Comme Alexandre Bissonnette a commis six meurtres au premier degré le 29 janvier 2017, il pourrait être incarcéré durant 150 ans, soit six fois la période de 25 ans, avant de pouvoir faire une demande de libération.

Peine de 150 ans: «cruelle et inusitée», disent les avocats de Bissonnette

Les peines consécutives pour les auteurs de meurtres multiples comme Alexandre Bissonnette ne sont pas discriminatoire en fonction de l’âge, estiment les avocats du meurtrier de la Grande Mosquée de Québec.
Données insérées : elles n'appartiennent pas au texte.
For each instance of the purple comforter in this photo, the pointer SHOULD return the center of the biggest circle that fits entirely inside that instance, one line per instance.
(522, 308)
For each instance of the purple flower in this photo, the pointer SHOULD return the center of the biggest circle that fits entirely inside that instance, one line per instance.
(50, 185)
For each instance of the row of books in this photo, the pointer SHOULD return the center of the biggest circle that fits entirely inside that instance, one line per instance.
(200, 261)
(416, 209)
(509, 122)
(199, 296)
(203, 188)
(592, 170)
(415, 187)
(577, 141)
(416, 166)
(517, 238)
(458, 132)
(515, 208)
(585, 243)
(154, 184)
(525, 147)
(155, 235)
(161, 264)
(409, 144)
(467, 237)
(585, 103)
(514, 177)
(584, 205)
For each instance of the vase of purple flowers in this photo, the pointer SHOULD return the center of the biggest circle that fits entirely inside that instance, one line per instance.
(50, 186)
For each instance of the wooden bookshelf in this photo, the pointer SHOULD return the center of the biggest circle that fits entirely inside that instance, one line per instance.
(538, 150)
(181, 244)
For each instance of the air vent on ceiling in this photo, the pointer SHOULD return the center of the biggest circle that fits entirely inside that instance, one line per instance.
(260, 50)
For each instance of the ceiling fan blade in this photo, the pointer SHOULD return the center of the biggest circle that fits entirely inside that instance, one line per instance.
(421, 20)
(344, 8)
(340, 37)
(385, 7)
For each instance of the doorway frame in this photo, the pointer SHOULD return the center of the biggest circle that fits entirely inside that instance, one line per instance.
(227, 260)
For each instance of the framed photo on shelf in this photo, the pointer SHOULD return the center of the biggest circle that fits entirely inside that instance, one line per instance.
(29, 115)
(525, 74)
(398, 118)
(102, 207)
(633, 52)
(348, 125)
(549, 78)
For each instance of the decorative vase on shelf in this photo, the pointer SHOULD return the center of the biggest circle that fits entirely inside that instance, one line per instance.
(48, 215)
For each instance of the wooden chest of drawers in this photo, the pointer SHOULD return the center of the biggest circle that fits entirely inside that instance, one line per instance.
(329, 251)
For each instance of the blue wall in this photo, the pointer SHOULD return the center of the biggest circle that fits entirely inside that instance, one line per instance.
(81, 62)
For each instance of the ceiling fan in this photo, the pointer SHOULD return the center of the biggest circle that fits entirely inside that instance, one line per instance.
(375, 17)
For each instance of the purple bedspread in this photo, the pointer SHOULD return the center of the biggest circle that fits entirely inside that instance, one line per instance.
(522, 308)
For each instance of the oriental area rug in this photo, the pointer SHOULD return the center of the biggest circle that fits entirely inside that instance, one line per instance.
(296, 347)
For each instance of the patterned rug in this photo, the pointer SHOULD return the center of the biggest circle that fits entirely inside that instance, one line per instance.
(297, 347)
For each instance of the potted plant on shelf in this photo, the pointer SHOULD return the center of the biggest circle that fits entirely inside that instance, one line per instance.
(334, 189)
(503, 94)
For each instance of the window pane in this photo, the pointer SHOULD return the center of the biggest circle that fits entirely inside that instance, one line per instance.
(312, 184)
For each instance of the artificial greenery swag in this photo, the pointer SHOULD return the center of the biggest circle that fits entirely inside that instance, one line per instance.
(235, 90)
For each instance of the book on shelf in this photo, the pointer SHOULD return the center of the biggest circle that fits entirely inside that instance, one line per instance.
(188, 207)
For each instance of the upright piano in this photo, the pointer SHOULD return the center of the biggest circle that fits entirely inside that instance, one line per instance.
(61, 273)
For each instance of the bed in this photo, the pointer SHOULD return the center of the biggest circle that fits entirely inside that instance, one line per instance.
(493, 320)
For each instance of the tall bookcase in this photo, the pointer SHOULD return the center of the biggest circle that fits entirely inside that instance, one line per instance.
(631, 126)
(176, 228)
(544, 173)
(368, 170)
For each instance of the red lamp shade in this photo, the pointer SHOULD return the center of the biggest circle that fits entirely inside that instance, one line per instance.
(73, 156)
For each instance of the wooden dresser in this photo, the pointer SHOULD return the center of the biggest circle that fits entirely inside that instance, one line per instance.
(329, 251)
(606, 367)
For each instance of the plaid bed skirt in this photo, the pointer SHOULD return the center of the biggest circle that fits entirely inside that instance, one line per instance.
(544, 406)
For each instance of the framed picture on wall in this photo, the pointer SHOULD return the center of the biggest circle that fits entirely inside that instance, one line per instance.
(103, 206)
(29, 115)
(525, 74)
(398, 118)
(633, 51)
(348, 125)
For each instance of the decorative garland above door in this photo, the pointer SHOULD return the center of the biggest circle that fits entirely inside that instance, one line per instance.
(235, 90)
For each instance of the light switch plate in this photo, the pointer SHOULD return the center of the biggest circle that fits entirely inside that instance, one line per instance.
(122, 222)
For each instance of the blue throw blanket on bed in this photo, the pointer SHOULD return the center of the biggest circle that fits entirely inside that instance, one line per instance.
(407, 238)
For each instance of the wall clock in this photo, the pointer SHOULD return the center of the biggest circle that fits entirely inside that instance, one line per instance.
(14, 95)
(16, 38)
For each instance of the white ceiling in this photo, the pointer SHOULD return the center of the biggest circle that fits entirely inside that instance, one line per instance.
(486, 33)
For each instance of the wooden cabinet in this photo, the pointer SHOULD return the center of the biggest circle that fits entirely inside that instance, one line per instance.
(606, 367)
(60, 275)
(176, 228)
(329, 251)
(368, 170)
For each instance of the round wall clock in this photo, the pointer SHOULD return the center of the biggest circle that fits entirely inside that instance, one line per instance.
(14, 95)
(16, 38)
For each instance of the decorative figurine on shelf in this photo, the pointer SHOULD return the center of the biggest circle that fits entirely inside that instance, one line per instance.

Mais elles enfreignent la Charte canadienne des droits et libertés car elles constituent une peine «cruelle et inusitée», pour les meurtriers de tous les groupes d’âge, ajoutent-ils.

Il y a une dizaine de jours, le juge François Huot de la Cour supérieure a annoncé qu’il reportait le prononcé de la peine d’Alexandre Bissonnette afin d’obtenir plus d’éclairage des avocats sur la disposition du Code criminel qui permet d’additionner les périodes d’inadmissibilité à la libération conditionnelle, ce qu’on appelle les peines consécutives.

Comme Alexandre Bissonnette a commis six meurtres au premier degré le 29 janvier 2017, il pourrait être incarcéré durant 150 ans, soit six fois la période de 25 ans, avant de pouvoir faire une demande de libération.

Le juge a demandé aux avocats de la défense si un accusé de 29 ans, comme Bissonnette, pouvait être désavantagé par rapport à un meurtrier plus jeune. Par exemple, si Bissonnette était condamné à 50 ans de prison, il pourrait présenter une demande à 79 ans, soit au-delà de l’espérance de vie, alors qu’un meurtrier de 19 ans dans la même situation n’aurait que 69 ans.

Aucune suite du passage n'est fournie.